INVERNO EM PLENO VERÃO

Filed under: Cri-crítica — trezende @ 07:30

Antes do início do filme, o diretor alerta: “Qualquer semelhança com fatos ou pessoas reais terá sido mera coincidência”. Mas acaba se entregando ao dedicá-lo a uma tal de Jenny Beckman. “Bitch”.
À tentativa frustrada de não parecer uma obra com toques autobiográficos acrescente-se o aviso de que não se trata de uma história de amor com final feliz.
E lá estamos nós diante de “500 Dias Com Ela”, trabalho de estreia do diretor de videoclipes Marc Webb com o desconhecido Joseph Gordon-Levitt e Zooey Deschanel (de “Sim Senhor” e “Quase Famosos”).
Acompanhar os 500 dias de (des) aventuras é bem agradável. Singelo e inteligente como o cinema deveria ser. Em grande parte, essa satisfação é atribuída ao descompromisso das comédias independentes, que com uma boa ideia na cabeça e um orçamento Gata Borralheira no bolso têm resultado em algo sensível e divertido – caso de “Pequena Miss Sunshine” e “Juno” – este em menores proporções.
O filme narra a história de Tom e Summer. Ele, um apaixonado que cresceu ouvindo músicas inglesas tristes e que acredita que um dia encontrará sua cara-metade. Ela, uma garota que após o divórcio dos pais passa a amar apenas uma coisa na vida: seu cabelo. Amor para ela é algo tão ficcional quanto Papai Noel.
Tom e Summer, mas poderia ser Tom e Jerry.
O conflito de personalidades é permeado por uma trilha sonora da melhor qualidade: The Smiths, Regina Spektor, Simon & Garfunkel, Carla Bruni, e menções a bandas como Belle & Sebastian ou canções como “Here Comes Your Man”.
“500 Dias Com Ela” é ainda um filme que vai agradar em cheio quem viveu a adolescência nos anos 80. Além da trilha oitentista, há referências a personagens conhecidos da época, como a menina-robô Super Vicky, o seriado “Super Máquina” ou o baixista da Sex Pistols, Sid Vicious. Outro toque anos 80 é o melhor amigo do protagonista – uma mistura de Kiko do “Chaves” com João Armentano.
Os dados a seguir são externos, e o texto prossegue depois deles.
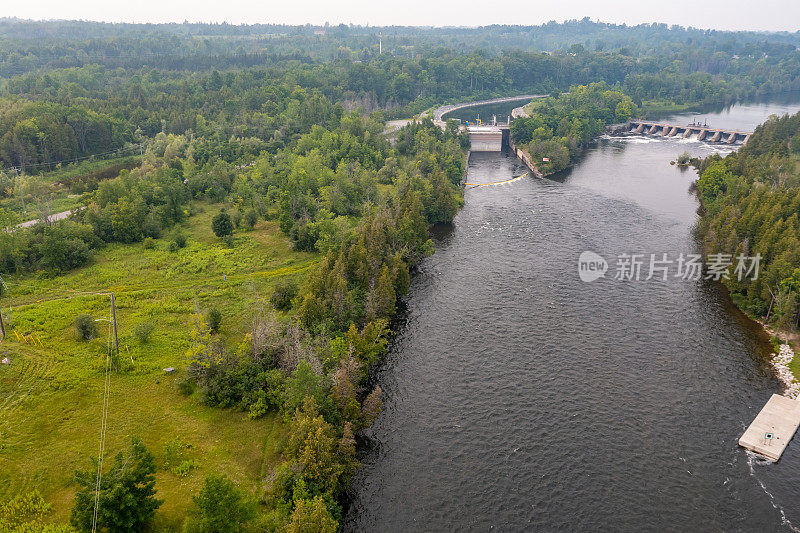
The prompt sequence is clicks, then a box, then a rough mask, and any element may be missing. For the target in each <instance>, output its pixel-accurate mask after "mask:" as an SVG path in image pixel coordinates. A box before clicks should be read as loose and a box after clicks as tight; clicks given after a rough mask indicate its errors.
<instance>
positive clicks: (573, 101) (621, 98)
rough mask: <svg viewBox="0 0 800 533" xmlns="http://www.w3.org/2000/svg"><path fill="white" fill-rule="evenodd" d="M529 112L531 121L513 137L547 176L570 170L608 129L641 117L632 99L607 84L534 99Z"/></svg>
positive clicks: (528, 121) (540, 169) (526, 121)
mask: <svg viewBox="0 0 800 533" xmlns="http://www.w3.org/2000/svg"><path fill="white" fill-rule="evenodd" d="M526 111H527V113H528V115H529V116H528V117H526V118H519V119H517V120H515V121H514V122H512V124H511V136H512V139H513V140H514V142H515V143H516V144H517V145H518V146H520V147H522V148H523V149H524V150H525V151H526V152H527V153H528V154H530V155H531V156H532V157H533V161H534V162H535V164H536V166H537V167H538V168H539V170H541V171H542V172H543V173H544V174H545V175H547V174H552V173H554V172H558V171H560V170H564V169H565V168H567V167H568V166H569V165H570V164H571V163H573V162H574V161H575V160H576V159H577V157H578V156H579V155H580V154H581V152H582V150H583V149H584V148H585V147H586V145H587V144H588V143H589V142H590V141H591V140H592V139H594V138H595V137H596V136H597V135H599V134H600V133H602V131H603V129H604V128H605V126H607V125H609V124H618V123H621V122H625V121H627V120H630V119H631V118H635V117H636V116H637V115H638V113H639V111H638V108H637V106H636V104H635V103H634V102H633V100H632V99H631V98H630V96H628V95H626V94H623V92H622V91H620V90H612V89H611V88H610V87H609V86H608V84H606V83H603V82H601V83H591V84H589V85H581V86H577V87H573V88H571V89H570V90H569V91H568V92H566V93H563V94H558V93H556V94H554V95H553V96H550V97H549V98H544V99H539V98H537V99H534V100H533V101H532V102H531V103H530V104H528V106H527V108H526Z"/></svg>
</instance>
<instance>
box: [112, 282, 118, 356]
mask: <svg viewBox="0 0 800 533" xmlns="http://www.w3.org/2000/svg"><path fill="white" fill-rule="evenodd" d="M111 319H112V321H113V322H114V346H115V347H116V350H117V357H119V338H118V337H117V306H116V303H115V302H114V293H113V292H112V293H111Z"/></svg>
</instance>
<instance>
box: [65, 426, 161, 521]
mask: <svg viewBox="0 0 800 533" xmlns="http://www.w3.org/2000/svg"><path fill="white" fill-rule="evenodd" d="M155 472H156V464H155V459H154V458H153V454H151V453H150V452H149V451H148V450H147V448H145V446H144V444H143V443H142V441H141V439H138V438H133V439H132V440H131V446H130V448H129V449H128V451H127V452H125V453H122V452H120V453H119V454H117V456H116V457H115V458H114V464H113V466H112V467H111V469H110V470H109V471H108V472H103V475H102V479H101V483H100V493H99V499H98V505H97V528H98V530H105V531H109V532H112V533H135V532H138V531H142V530H144V529H145V527H146V526H147V525H148V524H149V523H150V522H152V520H153V517H154V516H155V511H156V509H158V508H159V507H160V506H161V503H162V501H161V500H159V499H158V498H156V488H155V484H156V482H155V476H154V474H155ZM96 478H97V470H96V469H94V468H93V469H89V470H86V471H79V472H76V474H75V483H76V484H77V485H78V490H77V492H76V493H75V504H74V506H73V507H72V514H71V516H70V523H71V524H72V526H73V527H75V528H76V529H78V530H79V531H92V522H93V516H94V509H95V483H96V481H97V479H96Z"/></svg>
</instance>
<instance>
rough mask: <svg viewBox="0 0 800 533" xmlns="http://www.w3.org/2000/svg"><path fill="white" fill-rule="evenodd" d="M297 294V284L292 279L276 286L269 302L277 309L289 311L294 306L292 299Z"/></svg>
mask: <svg viewBox="0 0 800 533" xmlns="http://www.w3.org/2000/svg"><path fill="white" fill-rule="evenodd" d="M295 296H297V284H295V283H294V282H292V281H284V282H281V283H278V284H277V285H276V286H275V290H274V291H273V292H272V296H270V298H269V302H270V303H271V304H272V307H274V308H275V309H278V310H280V311H288V310H289V309H291V308H292V300H293V299H294V298H295Z"/></svg>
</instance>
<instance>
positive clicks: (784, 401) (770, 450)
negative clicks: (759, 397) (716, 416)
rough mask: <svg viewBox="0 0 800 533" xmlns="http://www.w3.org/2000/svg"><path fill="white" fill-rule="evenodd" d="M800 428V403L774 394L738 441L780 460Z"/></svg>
mask: <svg viewBox="0 0 800 533" xmlns="http://www.w3.org/2000/svg"><path fill="white" fill-rule="evenodd" d="M798 426H800V401H798V400H792V399H791V398H787V397H786V396H781V395H779V394H773V395H772V397H771V398H770V399H769V401H768V402H767V404H766V405H765V406H764V408H763V409H762V410H761V412H760V413H758V416H756V419H755V420H753V423H752V424H750V427H748V428H747V431H745V432H744V435H742V438H740V439H739V446H742V447H743V448H747V449H748V450H750V451H753V452H756V453H758V454H760V455H763V456H764V457H767V458H769V459H772V460H773V461H777V460H778V459H780V458H781V455H782V454H783V451H784V450H785V449H786V446H788V445H789V441H790V440H792V437H794V434H795V432H796V431H797V428H798Z"/></svg>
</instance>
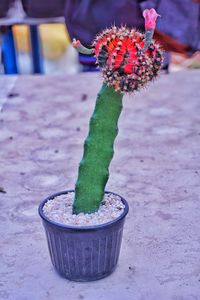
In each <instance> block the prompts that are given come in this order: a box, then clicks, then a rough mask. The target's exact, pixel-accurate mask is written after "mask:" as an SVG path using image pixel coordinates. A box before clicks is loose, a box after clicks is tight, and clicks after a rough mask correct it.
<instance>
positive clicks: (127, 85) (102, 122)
mask: <svg viewBox="0 0 200 300" xmlns="http://www.w3.org/2000/svg"><path fill="white" fill-rule="evenodd" d="M143 16H144V18H145V29H146V32H145V33H144V34H143V33H140V32H138V31H136V30H135V29H129V28H127V27H125V26H122V27H120V28H117V27H115V26H113V27H111V28H109V29H106V30H104V31H103V32H102V33H100V34H99V35H98V36H97V37H96V39H95V40H94V42H93V44H92V48H91V49H87V48H85V47H84V46H83V45H81V43H80V41H76V40H74V41H73V46H74V47H75V48H76V49H77V50H78V51H79V52H81V53H85V54H91V53H93V54H94V55H95V56H96V59H97V63H98V65H99V67H100V68H101V69H102V74H103V81H104V82H103V87H102V89H101V90H100V92H99V94H98V97H97V102H96V106H95V109H94V113H93V115H92V117H91V120H90V128H89V134H88V137H87V139H86V141H85V144H84V154H83V158H82V160H81V163H80V166H79V174H78V179H77V182H76V187H75V199H74V205H73V213H75V214H77V213H80V212H84V213H92V212H95V211H96V210H98V208H99V206H100V203H101V201H102V199H103V196H104V191H105V185H106V183H107V180H108V178H109V165H110V162H111V160H112V157H113V154H114V150H113V146H114V141H115V138H116V136H117V133H118V119H119V116H120V113H121V110H122V98H123V94H124V93H132V92H134V91H137V90H138V89H140V88H142V87H143V86H145V85H146V84H147V83H148V82H149V81H151V80H153V79H154V78H155V77H156V76H157V75H158V73H159V70H160V68H161V64H162V51H161V49H160V46H159V45H158V44H157V43H156V42H154V41H153V40H152V37H153V32H154V29H155V22H156V18H157V16H158V14H157V13H156V11H155V10H154V9H151V10H145V11H144V13H143Z"/></svg>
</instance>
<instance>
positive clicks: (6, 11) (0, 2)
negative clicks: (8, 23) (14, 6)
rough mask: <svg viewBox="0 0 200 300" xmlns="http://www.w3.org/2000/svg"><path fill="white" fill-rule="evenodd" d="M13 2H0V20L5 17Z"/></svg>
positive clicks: (8, 1)
mask: <svg viewBox="0 0 200 300" xmlns="http://www.w3.org/2000/svg"><path fill="white" fill-rule="evenodd" d="M12 3H13V0H0V18H3V17H5V16H6V14H7V12H8V10H9V8H10V6H11V4H12Z"/></svg>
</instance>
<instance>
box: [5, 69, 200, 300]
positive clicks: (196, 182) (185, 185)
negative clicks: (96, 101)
mask: <svg viewBox="0 0 200 300" xmlns="http://www.w3.org/2000/svg"><path fill="white" fill-rule="evenodd" d="M199 78H200V71H183V72H177V73H172V74H170V75H162V76H161V77H160V79H159V80H157V81H156V82H155V83H153V84H151V85H150V86H149V88H148V89H146V90H144V91H142V92H140V93H137V94H135V95H132V96H126V97H125V98H124V110H123V113H122V115H121V119H120V126H119V127H120V130H119V135H118V138H117V142H116V145H115V150H116V153H115V157H114V159H113V162H112V164H111V168H110V180H109V182H108V185H107V189H108V190H111V191H114V192H117V193H119V194H121V195H122V196H124V197H125V198H126V199H127V200H128V202H129V205H130V213H129V215H128V217H127V220H126V224H125V231H124V236H123V244H122V250H121V255H120V260H119V265H118V268H117V269H116V271H115V272H114V273H113V274H112V275H111V276H110V277H108V278H106V279H103V280H100V281H97V282H92V283H74V282H70V281H68V280H65V279H62V278H60V277H59V276H58V275H57V274H56V273H55V271H54V270H53V267H52V265H51V262H50V258H49V254H48V249H47V245H46V240H45V235H44V232H43V228H42V224H41V221H40V219H39V217H38V214H37V207H38V204H39V202H40V200H42V199H43V198H44V197H46V196H47V195H49V194H51V193H54V192H57V191H60V190H63V189H69V188H73V187H74V182H75V180H76V176H77V168H78V163H79V161H80V159H81V156H82V144H83V141H84V138H85V136H86V133H87V128H88V120H89V117H90V115H91V112H92V110H93V106H94V100H95V98H96V94H97V92H98V90H99V88H100V85H101V79H100V74H98V73H97V74H81V75H73V76H65V77H64V76H56V77H46V76H27V77H18V79H17V80H16V81H12V80H13V79H12V78H11V79H9V78H8V77H7V78H6V77H4V76H2V77H0V86H1V89H0V93H1V95H0V102H2V103H3V102H4V105H3V110H2V112H1V113H0V187H1V189H0V221H1V222H0V239H1V241H0V244H1V248H0V257H1V259H0V299H9V300H46V299H49V300H55V299H56V300H65V299H66V300H79V299H85V300H94V299H96V300H107V299H109V300H200V259H199V257H200V230H199V220H200V209H199V208H200V204H199V200H200V197H199V195H200V113H199V111H200V88H199V84H200V80H199ZM9 81H10V82H9ZM13 85H14V89H12V91H11V93H10V94H9V90H10V89H11V88H12V86H13ZM3 87H4V89H3ZM3 93H4V95H3ZM5 94H6V95H7V96H6V99H5V97H4V96H5ZM5 100H6V101H5Z"/></svg>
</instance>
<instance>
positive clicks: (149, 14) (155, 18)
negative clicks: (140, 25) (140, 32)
mask: <svg viewBox="0 0 200 300" xmlns="http://www.w3.org/2000/svg"><path fill="white" fill-rule="evenodd" d="M143 17H144V18H145V29H146V30H154V29H155V27H156V19H157V17H160V15H159V14H157V12H156V11H155V9H154V8H151V9H145V10H144V11H143Z"/></svg>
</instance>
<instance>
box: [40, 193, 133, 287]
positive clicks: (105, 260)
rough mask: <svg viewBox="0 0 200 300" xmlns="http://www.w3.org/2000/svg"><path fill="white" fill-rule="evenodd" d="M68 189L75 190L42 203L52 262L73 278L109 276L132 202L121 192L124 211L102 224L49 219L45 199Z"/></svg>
mask: <svg viewBox="0 0 200 300" xmlns="http://www.w3.org/2000/svg"><path fill="white" fill-rule="evenodd" d="M68 192H72V191H66V192H61V193H58V194H54V195H52V196H50V197H48V198H47V199H45V200H44V201H43V202H42V203H41V204H40V206H39V214H40V216H41V218H42V219H43V225H44V228H45V232H46V237H47V242H48V248H49V252H50V256H51V261H52V264H53V266H54V268H55V269H56V271H57V272H58V273H59V274H60V275H61V276H62V277H64V278H66V279H69V280H72V281H79V282H83V281H94V280H99V279H102V278H104V277H107V276H108V275H110V274H111V273H112V272H113V271H114V270H115V268H116V266H117V262H118V258H119V252H120V247H121V240H122V233H123V225H124V221H125V216H126V215H127V213H128V204H127V202H126V200H124V199H123V198H122V197H120V196H119V195H117V196H118V197H120V198H121V201H122V202H123V204H124V205H125V209H124V212H123V213H122V214H121V216H119V217H118V218H117V219H115V220H113V221H111V222H108V223H105V224H102V225H94V226H85V227H84V226H83V227H80V226H67V225H62V224H59V223H56V222H54V221H51V220H49V219H48V218H47V217H46V216H45V215H44V213H43V206H44V205H45V203H46V202H47V201H48V200H50V199H53V198H54V197H56V196H58V195H62V194H65V193H68ZM112 194H114V193H112Z"/></svg>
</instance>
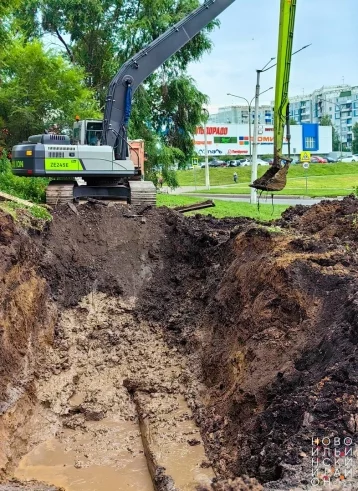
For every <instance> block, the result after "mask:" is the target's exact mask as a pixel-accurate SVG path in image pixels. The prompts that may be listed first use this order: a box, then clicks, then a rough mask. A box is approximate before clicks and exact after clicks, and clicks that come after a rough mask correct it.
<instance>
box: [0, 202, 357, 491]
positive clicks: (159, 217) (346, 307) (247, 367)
mask: <svg viewBox="0 0 358 491" xmlns="http://www.w3.org/2000/svg"><path fill="white" fill-rule="evenodd" d="M128 215H129V213H128V212H127V211H126V210H123V209H122V208H120V209H117V208H116V207H113V208H111V207H109V208H106V207H103V206H98V205H81V206H80V207H79V215H76V214H74V213H73V212H72V211H71V210H70V209H69V208H67V207H66V208H63V209H60V210H58V211H57V212H56V213H55V216H54V221H53V223H52V224H51V225H50V227H49V228H48V230H47V231H45V232H44V233H43V235H42V236H40V237H28V236H26V235H23V236H22V235H21V233H20V232H19V231H17V230H16V229H15V227H14V226H13V224H12V222H11V220H10V219H8V218H6V217H3V216H2V217H1V224H3V225H2V226H1V230H0V237H1V238H0V247H2V248H3V249H2V251H3V254H2V257H1V260H0V263H1V267H2V270H1V272H2V278H3V281H2V283H1V288H2V292H3V295H2V296H1V302H2V304H1V315H2V319H1V326H5V328H3V330H2V332H1V338H0V339H1V340H0V357H1V359H2V360H6V363H4V364H2V370H3V372H2V379H1V380H2V382H1V384H2V385H1V387H0V389H1V390H2V392H1V390H0V393H1V394H2V397H1V398H0V399H1V400H2V401H3V407H4V408H5V410H4V411H3V412H4V415H3V416H2V419H1V420H0V421H1V422H0V424H2V425H3V426H2V428H3V429H2V431H3V434H4V435H5V441H7V442H8V444H7V446H6V451H5V456H3V457H2V458H3V461H2V465H3V467H6V466H5V463H6V462H5V460H6V457H7V460H8V463H7V468H9V467H11V465H12V464H14V463H15V462H16V460H17V459H18V457H19V455H20V454H22V453H24V451H25V449H26V446H27V442H28V441H30V440H31V438H30V436H29V435H28V434H26V432H25V434H24V433H21V432H20V433H19V431H18V429H19V428H21V425H22V423H23V420H22V419H21V417H20V416H19V414H21V413H24V414H26V413H25V411H24V409H26V411H30V412H31V408H33V407H34V405H35V404H36V394H35V392H36V391H35V387H36V390H37V391H38V390H39V387H41V386H43V384H44V382H43V380H45V379H46V376H45V374H46V373H47V371H48V370H50V369H51V370H52V369H53V367H52V368H51V366H50V365H51V363H52V362H51V363H50V361H49V360H50V358H49V357H48V356H47V357H46V356H45V354H44V352H45V349H44V348H45V347H46V346H49V345H50V344H51V345H52V344H53V343H52V336H54V340H55V345H54V346H55V349H57V348H56V343H59V344H58V346H59V348H60V347H61V346H62V348H61V349H62V351H64V348H63V347H64V344H63V343H65V344H66V342H67V341H68V339H67V338H68V336H71V334H70V330H67V331H66V330H65V331H66V332H65V333H64V330H63V327H62V328H61V327H59V326H60V324H57V327H56V328H54V325H55V319H56V309H55V307H54V306H55V305H56V306H57V308H59V310H60V311H64V309H70V308H78V302H80V301H81V299H83V297H85V296H86V295H88V294H92V295H97V292H100V293H103V294H105V295H107V296H109V297H111V298H118V299H120V301H121V302H127V303H130V304H131V305H132V306H134V307H131V309H132V310H131V314H130V315H131V318H132V316H134V317H133V318H134V319H137V322H138V326H139V329H140V326H141V325H146V326H149V328H150V329H152V330H153V332H154V333H159V332H161V333H162V335H163V336H164V338H165V339H166V341H167V343H168V346H169V349H173V348H177V349H179V351H180V353H181V354H180V357H181V358H180V359H181V360H184V361H181V362H180V363H179V365H180V364H181V363H184V364H185V366H186V367H188V368H186V369H185V370H184V371H183V372H182V373H181V374H180V375H178V377H179V379H178V380H180V383H181V384H182V387H183V389H182V394H183V395H184V396H185V398H186V399H187V401H188V403H189V405H190V407H191V409H192V410H193V412H194V416H195V419H196V421H197V423H198V425H199V427H200V430H201V435H202V437H203V440H204V443H205V447H206V451H207V455H208V457H209V459H210V461H211V463H212V465H213V467H214V470H215V472H216V474H217V476H218V483H217V484H216V488H217V489H242V490H243V489H250V487H252V489H253V487H255V486H256V485H255V484H252V483H249V481H247V482H246V484H244V482H243V481H240V482H236V484H235V481H233V483H232V484H228V482H226V483H223V482H222V481H221V479H222V478H223V479H235V478H237V477H238V476H242V475H244V474H248V475H249V476H251V477H256V478H257V479H258V480H259V481H261V482H262V483H266V484H265V486H266V488H267V489H270V488H277V489H282V490H283V489H287V490H288V489H294V487H295V486H297V488H298V489H304V486H307V485H308V484H309V481H310V476H311V458H310V455H311V448H312V437H314V436H325V435H328V434H329V435H337V436H340V437H343V436H350V437H353V438H354V437H356V436H357V435H356V433H357V428H358V417H357V400H356V389H357V381H358V378H357V377H358V369H357V362H356V349H357V348H356V343H357V326H358V300H357V298H358V297H357V289H358V281H357V250H356V244H357V238H358V223H357V219H358V202H357V200H355V199H353V198H347V199H345V200H344V201H343V202H330V203H323V204H320V205H316V206H314V207H312V208H306V207H296V208H294V209H289V210H288V211H287V212H286V213H285V214H284V216H283V218H282V219H281V220H280V221H278V222H277V223H276V224H273V226H271V227H263V226H260V225H257V224H255V223H254V222H252V221H250V220H247V219H232V220H214V219H211V218H210V217H209V218H204V217H200V218H199V217H196V218H195V217H193V218H190V219H187V218H184V217H183V216H181V215H179V214H176V213H173V212H170V211H168V210H147V211H146V212H145V213H144V215H145V223H144V221H143V220H141V219H140V218H130V217H128ZM24 289H25V290H26V289H27V290H26V292H27V293H26V295H25V294H24ZM24 297H25V298H26V301H22V300H20V299H23V298H24ZM6 299H7V300H6ZM16 299H18V300H16ZM119 315H122V314H119ZM141 323H142V324H141ZM132 325H133V324H131V325H130V326H128V328H132V327H131V326H132ZM6 326H8V327H6ZM10 326H11V329H10ZM108 328H109V330H110V331H113V335H115V331H116V330H117V328H116V327H114V328H113V327H111V326H110V327H108V326H107V328H106V329H107V330H108ZM72 329H73V323H72ZM96 329H97V328H95V326H94V330H92V328H91V329H90V330H89V331H88V333H87V334H86V332H87V331H86V329H85V330H84V339H83V340H82V341H81V343H82V344H83V343H89V344H91V343H92V342H94V344H95V345H96V350H99V349H101V350H102V351H103V357H104V359H105V360H107V358H108V363H112V362H113V361H111V357H113V356H115V357H116V356H117V357H120V356H122V355H121V353H117V352H116V353H114V354H113V353H112V352H111V351H113V348H111V349H109V347H110V346H112V345H111V344H109V345H107V344H106V343H107V341H108V339H107V338H108V335H107V334H105V338H104V339H105V340H106V342H105V340H103V342H102V341H101V339H102V338H101V336H100V335H99V334H100V333H102V331H101V330H99V331H98V336H97V334H96ZM107 330H106V331H103V332H105V333H106V332H107ZM76 332H77V331H76ZM15 333H17V334H16V336H15ZM11 336H13V337H11ZM76 336H77V334H76ZM93 336H94V338H95V341H91V339H93ZM82 337H83V336H82ZM97 337H98V339H97ZM66 339H67V341H66ZM153 339H155V338H153ZM65 341H66V342H65ZM81 343H80V344H81ZM101 343H102V344H101ZM76 344H77V341H76ZM66 346H67V345H66ZM138 346H139V345H138ZM66 349H67V348H66ZM126 350H127V351H128V353H129V354H131V348H130V346H128V347H127V348H126ZM138 350H139V351H138V352H137V351H136V355H135V356H136V357H140V356H142V355H141V354H140V351H142V352H143V353H144V354H145V349H144V348H143V347H139V348H138ZM47 351H48V350H47ZM114 351H116V350H115V349H114ZM60 354H61V353H60V352H59V351H58V352H57V355H56V354H55V355H56V356H58V355H60ZM55 355H54V356H55ZM97 355H98V353H97V354H96V356H97ZM96 356H95V361H96V363H97V362H98V360H97V358H96ZM143 356H144V355H143ZM178 356H179V355H178ZM132 357H133V353H132ZM65 358H66V357H65V353H64V352H63V353H62V355H61V356H60V359H59V361H58V363H52V365H54V366H55V371H57V372H58V373H57V374H56V373H55V374H54V375H55V376H59V377H65V376H66V373H69V372H70V371H71V369H73V364H72V360H71V357H68V356H67V358H68V359H65ZM143 359H144V358H143ZM138 361H139V360H138ZM41 362H42V365H41V369H39V368H38V364H39V363H40V364H41ZM136 362H137V360H136ZM96 363H94V364H90V366H91V367H92V366H93V365H94V366H95V365H96ZM106 363H107V361H106V362H105V364H104V365H105V366H106ZM160 363H161V361H160V360H157V361H155V364H160ZM46 364H48V365H46ZM86 366H87V365H86ZM4 367H5V368H4ZM104 368H105V367H104ZM100 369H101V368H99V370H100ZM97 371H98V369H97V368H96V373H97ZM24 374H26V376H24ZM188 374H189V375H188ZM92 376H93V374H92ZM185 377H187V378H185ZM4 380H5V383H4V382H3V381H4ZM25 380H28V382H26V383H25V382H24V381H25ZM76 380H77V379H76ZM106 380H108V382H109V383H111V382H110V380H111V379H110V378H109V379H108V377H107V379H106ZM34 382H35V383H34ZM156 383H159V382H158V380H156ZM41 384H42V385H41ZM203 384H204V385H203ZM112 385H113V386H115V384H114V383H113V384H112ZM5 388H6V391H7V392H5ZM158 390H159V389H158ZM109 392H110V391H109ZM62 393H63V391H62ZM9 394H10V396H9ZM11 394H17V396H16V397H15V399H14V401H16V399H18V402H17V408H19V409H18V410H17V411H13V412H12V411H11V410H9V408H10V406H9V403H11V401H12V399H11ZM37 397H38V392H37ZM117 397H119V396H118V394H117ZM92 399H93V398H92ZM92 399H89V400H87V401H86V400H85V401H83V404H84V406H83V408H82V409H81V411H79V413H78V414H77V416H76V414H75V415H74V417H75V418H77V419H78V418H83V417H84V416H83V415H84V414H85V409H86V407H85V406H86V404H89V403H90V402H91V401H92V403H93V400H92ZM96 404H97V405H98V404H99V401H97V402H96ZM53 405H56V401H55V400H52V399H51V403H49V402H47V403H46V404H45V409H46V411H52V412H56V411H54V409H53V407H52V406H53ZM109 405H110V406H111V404H109ZM112 405H113V404H112ZM56 407H57V406H56ZM58 407H59V408H60V409H61V407H62V406H61V405H60V406H58ZM67 409H68V407H67V399H66V401H63V407H62V409H61V410H60V413H61V414H60V416H61V418H62V419H61V421H64V420H65V419H66V418H67V417H68V415H67V416H66V414H67V413H66V411H67ZM87 409H88V408H87ZM92 409H93V408H92ZM97 409H98V408H97ZM103 410H106V408H103V407H102V408H101V411H103ZM61 411H62V412H61ZM57 412H58V411H57ZM95 412H96V411H95ZM27 414H28V415H30V413H27ZM11 418H12V419H13V421H14V422H13V423H11ZM61 424H62V423H61ZM329 435H328V436H329ZM20 436H21V444H19V443H18V442H19V441H20V438H19V437H20ZM15 442H16V443H15ZM14 449H15V450H14ZM9 459H10V462H9ZM11 459H12V460H11ZM245 479H246V478H245ZM220 481H221V482H220ZM0 489H1V488H0ZM257 489H259V488H257ZM352 489H353V488H352Z"/></svg>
A liberdade dada pela “independência” permite a “500 Dias Com Ela” unir elementos tão opostos sem parecer pedante: citações a René Magritte, Bruce Springsteen, coreografia no parque à la “Clube do Mickey” com direito a inserção de passarinho azul animado, e a preferência da protagonista por Ringo Star – e não por Lennon ou McCartney.
Mas até a independência tem seu preço. Infelizmente o filme está quase saindo de cartaz em São Paulo – onde está há duas semanas. Corram.